Desakan Revisi DBH Menguat: Akademisi, Politisi, dan Tokoh Sulteng Satu Suara

PALU, iNewsPalu.id - Desakan agar Menteri Keuangan Sri Mulyani meninjau ulang skema Dana Bagi Hasil (DBH) untuk Provinsi Sulawesi Tengah (Sulteng) semakin menguat. Kali ini, giliran Wakil Sekretaris Jenderal (Wasekjen) Pimpinan Pusat GP Ansor, M. Syarif Latadano, yang secara tegas menyuarakan keprihatinannya terhadap ketidakadilan dalam pembagian dana tersebut.
“Sebagai Wasekjen PP Ansor Korwil Sulteng-Sulbar, saya merasa perlu memberikan apresiasi kepada keuletan Gubernur baru Sulteng, Bapak H. Drs. Anwar Hafid,” tulis politisi DPW PPP Sulteng itu melalui pesan WhatsApp, Rabu malam (30/4/2025).
Syarif menyebut bahwa realisasi DBH selama ini sangat melukai keadilan fiskal bagi rakyat Sulteng. Ia menyoroti fakta bahwa provinsi yang menjadi penyumbang ketiga terbesar pendapatan nasional dari sektor pertambangan, justru hanya mendapat Rp200 miliar per tahun dari DBH.
> “Ini sesuatu yang sangat aneh. Bagaimana mungkin daerah yang menyumbang Rp570 triliun ke kas negara hanya menerima Rp200 miliar?,” tegasnya.
Sebelumnya, Gubernur Sulteng Dr. Anwar Hafid, M.Si dalam Rapat Dengar Pendapat (RDP) dengan Komisi II DPR RI, mengungkapkan keresahannya atas minimnya alokasi DBH. Ia mengutip pernyataan Presiden Prabowo Subianto yang menyebut kontribusi Sulteng dari sektor pertambangan mencapai Rp570 triliun.

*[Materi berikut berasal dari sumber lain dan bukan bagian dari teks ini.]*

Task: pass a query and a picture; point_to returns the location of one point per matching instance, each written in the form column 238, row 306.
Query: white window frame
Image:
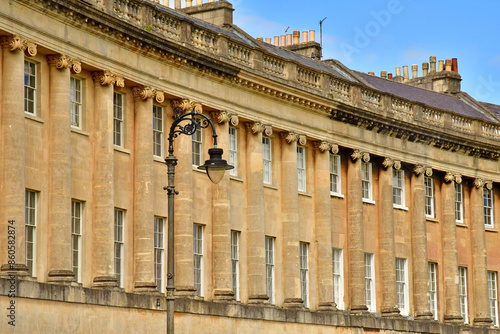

Pernyataan Gubernur Anwar Hafid itu mendapat dukungan luas dari kalangan akademisi dan politisi. Prof. Dr. Slamet Riyadi Cante, M.Si, akademisi kebijakan publik dari Universitas Tadulako, menyebut keluhan Gubernur Anwar sangat beralasan.
> “Kebijakan DBH saat ini tidak adil. Dari Rp570 triliun, hanya Rp200 miliar kembali ke Sulteng. Komisi II DPR RI perlu mendorong pemerintah pusat untuk merealisasikan usulan Gubernur,” tulis Prof Slamet lewat WhatsApp.
Ia juga menambahkan bahwa kerusakan lingkungan akibat tambang, termasuk banjir dan degradasi ekosistem, tidak sebanding dengan kompensasi yang diterima daerah.